Tuesday, December 22, 2015

1850 review of Æsop's Fables: by Herman Melville?

Image Credit: HubPages
Please don't try this at home. It's a dirty, thankless job trying to assign authorship on the basis of internal textual evidence. If some contrarian devil keeps you seeking to identify anonymous authors anyway, just remember that most of the time such arguments turn out to be wrong. Spectacularly wrong, on occasion: witness Donald Foster's once tempting, now demolished case for Shakespeare's authorship of "A Funeral Elegy"--written by John Ford, as demonstrated in 2002 studies by G. D. Monsarrat and Brian Vickers. Closer to home: in Melville studies the most prominent example of a fascinatingly mistaken attribution is the book-length argument by Jeanne Chretien Howes for Melville's authorship of the 1845 poem Redburn: or the Schoolmaster of a Morning. Howes herself discovered, but would not accept, solid evidence for the anonymous author's being Geneva poet George Megrath. Warren F. Broderick's more qualified and tentative case (Melville Society Extracts 92, March 1993, pages 13-16) for Melville's authorship of five poems in 1838-9 is breaking up, too, now that we know the true author of Pity's Tear. The fifth of Broderick's five newspaper poems appeared (with a fourth stanza) under the title, "I Shall Remember" in the December 1835 Ladies' Companion.

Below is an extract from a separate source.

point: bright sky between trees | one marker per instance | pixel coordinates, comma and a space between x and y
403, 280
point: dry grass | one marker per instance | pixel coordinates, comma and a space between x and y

Of course one should always be wary of confirmation bias. What's worse, you can make yourself crazy (as I have good reason to know). After a while everything sounds like Moby-Dick.

To get ourselves properly grounded, let's consider some verifiable facts. Herman Melville certainly did review books anonymously for the Literary World We know of five reviews that Melville definitely wrote in 1847-1850 (four unsigned, and the one on Hawthorne under a pseudonym):
In his unpublished doctoral dissertation, "Melville as a Magazinist" (Duke University, 1960), Norman Hoyle suggests that Evert Duyckinck may have "considered Melville his Far West specialist" as well as his "Cooper specialist" (46). Hoyle proposed Melville's authorship of four additional reviews (besides the known review of Parkman's Oregon Trail) on books of western travel and adventure, including The Western Trail, an unsigned review of J. Quinn Thornton's Oregon and California in 1848. Besides the two known reviews by Melville of books by J. Fenimore Cooper, Hoyle suggests Melville may have written a third, the unsigned review of The Spy titled The New Edition of Cooper. Before Hoyle, Jay Leyda had already opened the door to further investigation:
"There is more published work by M[elville] than has been identified."  --The Melville Log, Volume 2 [860]
Long before Leyda, Meade Minnigerode had pointed out in parentheses:
(Note. Besides the reviews already mentioned, there are undoubtedly others by Melville in the Literary World, but as they were unsigned they can not now be identified with certainty.) --Some Personal Letters of Herman Melville (Brick Row Book Shop, 1922) page 192.
After Redburn, which Melville once called his "little nursery tale," I wonder if the Duyckincks might also have considered Melville their specialist in Children's Lit? Here is another unsigned review that might or might not be Herman Melville's work, titled "A New Version of Æsop's Fables."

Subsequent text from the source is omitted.